Platinum for April delivery soared $32.40 at $1,851.40 an ounce. Earlier, the contract hit an intraday high of $1,852 an ounce.

Severe power shortages in South Africa, the world's second-largest gold producer and the biggest platinum producer, are hindering mining production for the two precious metals.

South Africa's global mining company, AngloGold Ashanti Ltd. said Thursday that the power shortage is estimated to reduce production of gold by approximately 400,000 ounces in 2008, assuming that a sustainable 90 percent power supply is achieved for the remainder of the year.

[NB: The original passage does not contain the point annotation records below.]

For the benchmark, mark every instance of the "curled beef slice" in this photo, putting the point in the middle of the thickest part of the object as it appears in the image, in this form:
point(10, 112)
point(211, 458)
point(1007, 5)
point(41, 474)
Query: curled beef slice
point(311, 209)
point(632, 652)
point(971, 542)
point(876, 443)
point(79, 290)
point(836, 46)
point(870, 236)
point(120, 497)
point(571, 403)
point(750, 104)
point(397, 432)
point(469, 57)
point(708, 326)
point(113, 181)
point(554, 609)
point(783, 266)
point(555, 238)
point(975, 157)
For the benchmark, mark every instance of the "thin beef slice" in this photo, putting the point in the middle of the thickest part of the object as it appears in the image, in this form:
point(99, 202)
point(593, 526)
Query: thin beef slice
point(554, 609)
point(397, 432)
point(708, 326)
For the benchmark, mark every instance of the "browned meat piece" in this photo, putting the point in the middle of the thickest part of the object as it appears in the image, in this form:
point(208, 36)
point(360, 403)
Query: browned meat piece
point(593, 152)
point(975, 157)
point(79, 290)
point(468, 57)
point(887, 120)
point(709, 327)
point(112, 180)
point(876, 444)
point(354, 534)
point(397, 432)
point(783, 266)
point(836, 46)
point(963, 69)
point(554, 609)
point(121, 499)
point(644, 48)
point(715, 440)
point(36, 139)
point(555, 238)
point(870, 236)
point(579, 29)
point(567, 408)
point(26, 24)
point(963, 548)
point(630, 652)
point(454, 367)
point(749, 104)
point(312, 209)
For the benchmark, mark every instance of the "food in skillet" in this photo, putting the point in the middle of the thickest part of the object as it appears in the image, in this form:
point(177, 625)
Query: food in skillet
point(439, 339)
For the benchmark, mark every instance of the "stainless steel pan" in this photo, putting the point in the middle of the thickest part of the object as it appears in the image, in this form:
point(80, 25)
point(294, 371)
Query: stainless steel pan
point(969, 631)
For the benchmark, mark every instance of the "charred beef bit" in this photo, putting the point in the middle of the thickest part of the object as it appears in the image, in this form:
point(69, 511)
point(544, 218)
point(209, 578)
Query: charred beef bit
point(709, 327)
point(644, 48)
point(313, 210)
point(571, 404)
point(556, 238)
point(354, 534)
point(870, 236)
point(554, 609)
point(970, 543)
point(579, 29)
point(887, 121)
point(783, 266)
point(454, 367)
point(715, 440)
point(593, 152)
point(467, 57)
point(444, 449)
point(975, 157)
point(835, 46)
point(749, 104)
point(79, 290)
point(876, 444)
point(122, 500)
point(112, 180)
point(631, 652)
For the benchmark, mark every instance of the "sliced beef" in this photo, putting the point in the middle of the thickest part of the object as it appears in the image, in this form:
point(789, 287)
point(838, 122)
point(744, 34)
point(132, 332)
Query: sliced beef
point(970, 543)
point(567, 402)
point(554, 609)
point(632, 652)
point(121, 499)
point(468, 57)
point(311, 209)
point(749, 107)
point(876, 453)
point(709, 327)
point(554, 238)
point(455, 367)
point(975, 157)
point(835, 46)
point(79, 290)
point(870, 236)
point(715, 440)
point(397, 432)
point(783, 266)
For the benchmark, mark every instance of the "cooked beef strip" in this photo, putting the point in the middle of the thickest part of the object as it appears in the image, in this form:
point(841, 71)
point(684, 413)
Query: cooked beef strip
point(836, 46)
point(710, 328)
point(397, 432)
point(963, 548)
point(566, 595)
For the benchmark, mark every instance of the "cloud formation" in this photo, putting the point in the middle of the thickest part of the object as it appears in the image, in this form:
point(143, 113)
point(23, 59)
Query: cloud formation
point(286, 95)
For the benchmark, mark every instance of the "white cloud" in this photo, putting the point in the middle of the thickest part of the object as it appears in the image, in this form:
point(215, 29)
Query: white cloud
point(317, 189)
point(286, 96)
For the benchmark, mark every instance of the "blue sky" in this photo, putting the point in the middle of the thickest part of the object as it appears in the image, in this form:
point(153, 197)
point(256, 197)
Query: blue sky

Analysts said that despite the move of some investors to take profits from record high prices late today, platinum was poised to set new peaks in the coming months.


Gold for April delivery gained $5 to settle at $910 an ounce on the New York Mercantile Exchange, after earlier hitting a high of $915.20. Gold plunged $19.10 on Tuesday to its lowest level in two weeks.

The possibility of a wider or more prolonged loss of production (in South Africa) is adding to gold's turnaround, Jon Nadler, analyst with Kitco Bullion Dealers Montreal, said in a note. Ample above-ground stocks of the metal appear not to be persuasive to speculators at this time.

South African mines produce four-fifths of the world's platinum made slow progress in bringing back production after the state power firm allowed them only limited increases to their electricity consumption.

Spot platinum rose to a high of $1,850, before falling to $1,833/1,838 in late afternoon trade, against $1,810/1,815 in New York late yesterday.

Also on Nymex, March silver surged 22.50 cents at $16.775 an ounce and March palladium rose $5 at $428.45 an ounce. March copper surged 14.50 cents, or more than 4%, at $3.4540 a pound.